Mathews was elected to the Royal Society in 1897. He worked as University Lecturer at Cambridge University. In 1906 he resigned from Cambridge.

Returning to Bangor, Wales, he again took up teaching at University College of North Wales. He produced his book Algebraic Equations in 1907. His book on projective geometry (1914) is noted for its attention to foundations and its exposition of Karl von Staudt’s approach to imaginary units. In 1915 Glasgow University bestowed an honorary L.L.D. upon him. In 1922 he and Andrew Gray published a book on Bessel's functions.

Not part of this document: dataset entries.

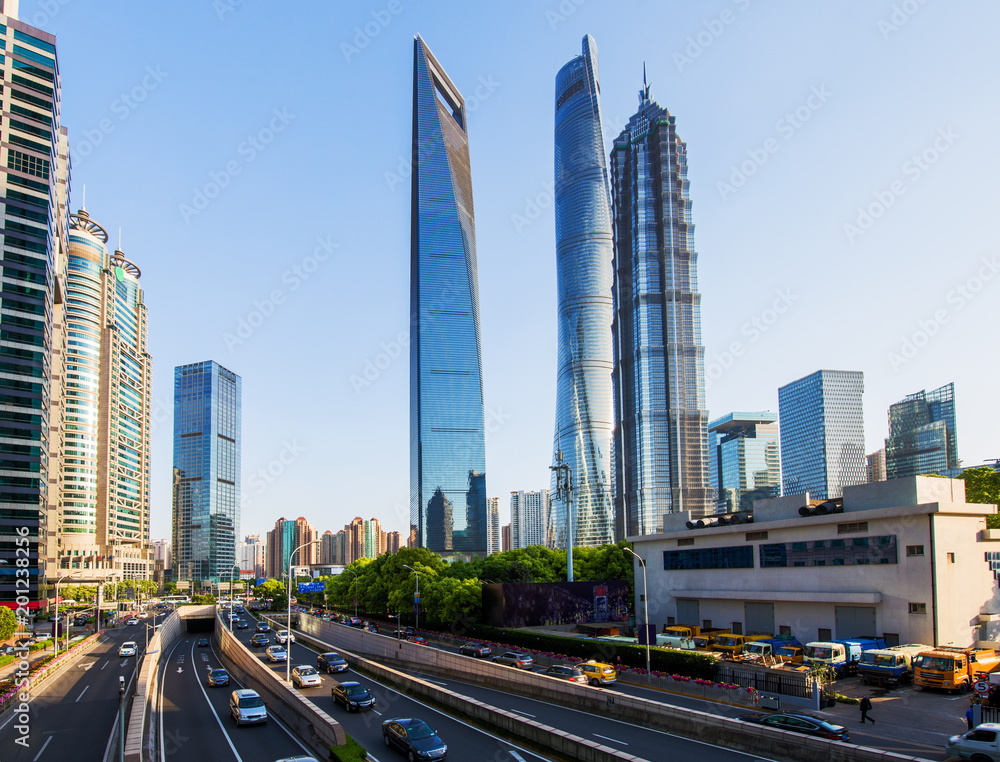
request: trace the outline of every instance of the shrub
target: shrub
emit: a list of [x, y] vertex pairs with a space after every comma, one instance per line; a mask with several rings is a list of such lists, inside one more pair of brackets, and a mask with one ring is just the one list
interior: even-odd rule
[[365, 762], [368, 752], [364, 747], [346, 733], [347, 743], [344, 746], [331, 746], [330, 755], [337, 762]]

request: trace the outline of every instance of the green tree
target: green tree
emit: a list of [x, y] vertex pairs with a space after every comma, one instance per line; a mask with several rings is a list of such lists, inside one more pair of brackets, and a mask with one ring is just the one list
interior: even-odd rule
[[269, 600], [278, 611], [288, 608], [288, 589], [281, 580], [271, 577], [257, 585], [253, 590], [254, 598]]
[[[965, 502], [1000, 504], [1000, 471], [989, 466], [969, 468], [958, 477], [965, 482]], [[1000, 529], [1000, 515], [986, 517], [986, 526]]]
[[478, 580], [432, 576], [420, 586], [421, 612], [426, 621], [450, 626], [463, 618], [479, 621], [483, 608]]
[[17, 617], [14, 610], [0, 606], [0, 641], [8, 640], [17, 631]]
[[163, 586], [163, 594], [164, 595], [177, 595], [177, 583], [176, 582], [167, 582]]

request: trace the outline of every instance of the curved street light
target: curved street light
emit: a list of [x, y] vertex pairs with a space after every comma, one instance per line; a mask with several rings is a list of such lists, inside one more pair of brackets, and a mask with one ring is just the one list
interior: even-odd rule
[[350, 572], [354, 575], [354, 618], [358, 618], [358, 573], [354, 569], [344, 568], [345, 572]]
[[[304, 542], [291, 553], [288, 554], [288, 619], [285, 620], [285, 634], [288, 636], [285, 639], [285, 681], [292, 681], [292, 559], [295, 558], [295, 554], [298, 553], [302, 548], [308, 548], [310, 545], [317, 545], [321, 540], [311, 540], [309, 542]], [[230, 596], [232, 598], [232, 596]], [[231, 603], [231, 601], [230, 601]], [[232, 607], [229, 609], [232, 612]], [[230, 613], [230, 616], [232, 614]]]
[[417, 618], [417, 626], [414, 627], [413, 629], [419, 630], [420, 629], [420, 572], [418, 572], [416, 569], [414, 569], [412, 566], [408, 564], [403, 564], [403, 567], [409, 569], [411, 572], [417, 575], [417, 590], [413, 594], [413, 597], [416, 599], [414, 600], [413, 603], [414, 603], [414, 610], [416, 612], [415, 616]]
[[[239, 564], [233, 564], [229, 570], [229, 631], [233, 631], [233, 569], [239, 569]], [[242, 570], [241, 570], [242, 571]]]
[[646, 628], [646, 674], [650, 673], [649, 669], [649, 590], [646, 587], [646, 562], [642, 560], [642, 556], [636, 553], [632, 548], [625, 548], [629, 553], [639, 559], [639, 563], [642, 564], [642, 608], [644, 610], [644, 616], [646, 618], [645, 628]]
[[[60, 577], [59, 579], [56, 580], [56, 627], [55, 627], [55, 633], [54, 633], [54, 637], [53, 637], [53, 640], [55, 641], [55, 650], [52, 653], [52, 659], [53, 660], [55, 660], [55, 658], [59, 655], [59, 585], [61, 585], [66, 580], [68, 580], [70, 577], [75, 577], [77, 574], [83, 574], [83, 572], [85, 572], [85, 571], [87, 571], [87, 570], [86, 569], [77, 569], [75, 572], [70, 572], [65, 577]], [[66, 629], [67, 629], [67, 631], [69, 630], [68, 627]], [[69, 639], [68, 638], [66, 640], [66, 647], [69, 648]]]

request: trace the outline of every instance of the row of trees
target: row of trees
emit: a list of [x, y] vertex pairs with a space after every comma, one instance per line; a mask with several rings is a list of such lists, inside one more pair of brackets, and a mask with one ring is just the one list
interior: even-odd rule
[[[625, 544], [573, 549], [573, 577], [587, 580], [626, 580], [632, 587], [632, 557]], [[465, 620], [479, 622], [482, 614], [482, 586], [490, 582], [557, 582], [566, 579], [566, 551], [541, 545], [508, 550], [470, 562], [447, 564], [426, 548], [400, 548], [397, 553], [363, 558], [346, 567], [342, 574], [302, 582], [326, 585], [323, 593], [293, 596], [311, 605], [325, 605], [385, 617], [399, 615], [413, 622], [413, 598], [420, 575], [420, 618], [432, 625], [450, 625]], [[277, 579], [258, 585], [254, 594], [269, 599], [275, 608], [288, 605], [287, 583]]]
[[[156, 583], [149, 579], [127, 579], [123, 582], [106, 582], [104, 584], [104, 600], [113, 601], [128, 597], [128, 590], [136, 598], [148, 598], [156, 595]], [[93, 602], [97, 598], [97, 585], [60, 585], [59, 595], [64, 599]]]

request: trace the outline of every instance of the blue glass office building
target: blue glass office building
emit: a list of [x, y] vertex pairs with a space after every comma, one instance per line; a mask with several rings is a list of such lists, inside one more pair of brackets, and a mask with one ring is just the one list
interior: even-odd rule
[[958, 468], [955, 384], [908, 394], [889, 406], [885, 466], [889, 479]]
[[783, 494], [841, 497], [867, 481], [861, 371], [818, 370], [778, 389]]
[[213, 361], [174, 368], [176, 580], [228, 581], [237, 561], [242, 388]]
[[[556, 425], [553, 450], [572, 469], [573, 544], [615, 540], [611, 198], [601, 134], [597, 45], [556, 75], [555, 214], [558, 288]], [[555, 472], [553, 472], [555, 473]], [[547, 544], [566, 547], [567, 501], [552, 482]]]
[[611, 151], [615, 214], [615, 516], [622, 536], [711, 510], [705, 348], [687, 146], [639, 91]]
[[729, 413], [708, 424], [715, 512], [749, 511], [754, 500], [781, 494], [775, 413]]
[[486, 431], [465, 99], [413, 41], [410, 523], [420, 547], [486, 555]]

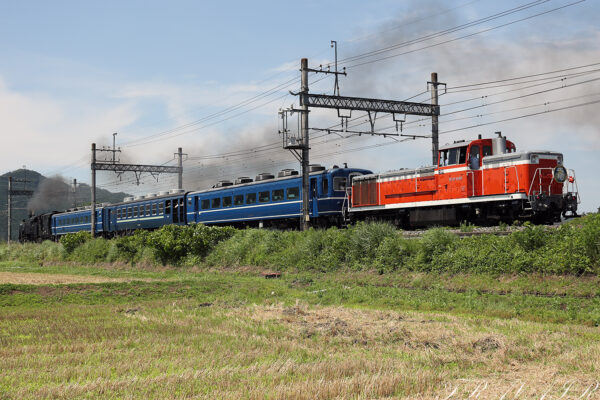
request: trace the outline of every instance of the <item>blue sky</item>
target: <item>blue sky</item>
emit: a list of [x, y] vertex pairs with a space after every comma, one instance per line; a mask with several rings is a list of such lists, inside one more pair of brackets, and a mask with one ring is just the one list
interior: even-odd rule
[[[433, 71], [452, 87], [600, 62], [599, 5], [591, 0], [419, 50], [573, 2], [0, 1], [4, 142], [0, 171], [27, 165], [42, 173], [89, 181], [90, 144], [109, 144], [113, 132], [119, 132], [124, 160], [164, 163], [177, 147], [183, 147], [190, 156], [185, 163], [186, 184], [193, 188], [237, 175], [297, 167], [291, 155], [276, 146], [237, 158], [205, 156], [277, 142], [277, 111], [296, 101], [287, 94], [297, 90], [295, 81], [260, 101], [237, 105], [298, 78], [301, 57], [309, 57], [311, 66], [332, 61], [332, 39], [338, 41], [343, 59], [531, 5], [439, 39], [403, 47], [402, 51], [411, 51], [408, 54], [388, 52], [385, 55], [396, 56], [349, 69], [349, 76], [340, 81], [342, 94], [364, 97], [408, 98], [426, 89]], [[586, 71], [590, 69], [593, 67]], [[490, 136], [502, 130], [519, 148], [561, 151], [567, 167], [576, 169], [582, 208], [595, 210], [600, 206], [596, 200], [600, 185], [594, 173], [600, 150], [598, 104], [493, 122], [600, 99], [595, 95], [600, 85], [593, 80], [599, 76], [589, 72], [569, 77], [565, 84], [577, 85], [497, 105], [486, 102], [536, 89], [515, 90], [511, 95], [486, 89], [442, 96], [443, 105], [479, 94], [496, 97], [468, 103], [482, 106], [472, 112], [441, 118], [442, 132], [491, 123], [443, 135], [441, 142], [470, 139], [479, 133]], [[330, 93], [332, 79], [316, 82], [320, 78], [311, 76], [311, 91]], [[591, 82], [578, 83], [585, 79]], [[427, 96], [415, 100], [426, 101]], [[545, 102], [550, 104], [536, 106]], [[232, 112], [213, 115], [232, 106], [237, 107]], [[442, 113], [444, 110], [460, 108], [449, 105]], [[182, 128], [207, 116], [212, 117]], [[453, 121], [458, 117], [462, 119]], [[415, 119], [409, 117], [409, 121]], [[315, 127], [337, 122], [331, 113], [311, 115]], [[389, 125], [382, 120], [378, 126]], [[159, 140], [143, 144], [144, 138], [172, 129], [155, 137]], [[413, 122], [405, 133], [427, 134], [428, 130], [427, 122]], [[326, 165], [348, 162], [384, 171], [425, 165], [430, 159], [427, 140], [392, 144], [389, 138], [313, 135], [313, 160]], [[381, 146], [351, 151], [372, 145]], [[174, 185], [170, 176], [158, 182], [147, 177], [139, 187], [128, 183], [127, 177], [124, 180], [117, 184], [114, 176], [100, 177], [108, 189], [136, 193]]]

Mathews was weakened by poor nutrition under the rationing due to World War I. He had surgery in 1919, a seizure in 1921, and never recovered. Describing his friend, Andrew Gray wrote that Mathews was "a classical scholar and deeply interested in philosophical questions of all kinds ... His mind was keen and tongue sharp." Gray also noted that Mathews was "exceedingly sensitive, and almost morbidly afraid of appearing to put himself forward in any way, so that he hardly received the recognition that was due him."

Mathews authored a large number of book reviews for the scientific journal Nature. These short essays gave him ample opportunity for expression. For example, under the title "Mathematics and Civilisation", reviewing three German monographs, he wrote, "history of culture ... change of habits of thought ... nothing whatever has contributed so much as the study of pure mathematics." He cites author A. Voss asserting that "mathematics is pre-eminently a creation of the spirit of man; it is his least restricted field of activity, and we are under a moral obligation to cultivate it." In 1916, in a review of Augustus De Morgan's A Budget of Paradoxes, Matthews predicts World War II and its nature:
England's contempt for science, which all who know have been protesting for a generation, will, if not amended, bring her down in sorrow to the ground, whatever the issue of the present war, which will be followed by one of much greater intensity, for which the weapons will be forged, not by hands, or machines, but by brains.